CalSurance Associates Blog

CalSurance Associates Blog

Monday, June 9, 2014

Do Broker/Dealers Need to Offer Clients Better Protection from Data Theft?

The Securities and Exchange Commission (SEC) recently announced its plan to review 50 or more investment firms to learn how they protect their electronically stored data. As regulators look for ways to ensure better protection against data theft, firms can benefit from doing the same.

Below are a few things to consider when reviewing your firm’s data protection practices:

Find out what data protection methods your firm employs.  
You can instill confidence in clients who inquire about how their information is stored and protected by understanding the data protection methods used by your firm. If a client asks a question like, “What forms of identification are used to access my personal identifiable information?” you should be able to provide an answer.

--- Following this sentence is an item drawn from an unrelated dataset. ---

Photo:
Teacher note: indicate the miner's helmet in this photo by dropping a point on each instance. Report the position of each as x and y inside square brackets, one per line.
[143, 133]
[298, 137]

Learn what compensation, if any, is available to clients who suffer a loss as a result of data theft.
Recent cyber breach reports may alarm customers, making them more concerned about what they can expect in the event of a breach. Be prepared for potential customer questions like: “Do you reimburse customers for losses related to data theft?”

Be aware of any fines or other regulatory actions against your firm related to data theft.
Even well protected corporations have suffered a cyber breach. If your firm has experienced a breach, be prepared to address this with customers who have concerns. If your firm has since improved its protections against data theft, consider explaining this to customers to relieve their concerns.

By evaluating data protection practices, firms can stay in compliance with regulators and instill confidence in customers. Even if Broker/Dealers don’t believe their firm will be subject to the SEC’s review, this can be an opportunity for firms to find out how their data protection methods measure up against industry peers.


All information provided in this blog is for informational purposes only. The sources used are presumed accurate. CalSurance Associates, Brown & Brown Program Insurance Services, Inc. and Brown & Brown, Inc. will not be liable for any errors, omissions, losses, injuries or damages arising from its display or use and will not assume responsibility for any misguided information. No guarantees are implied.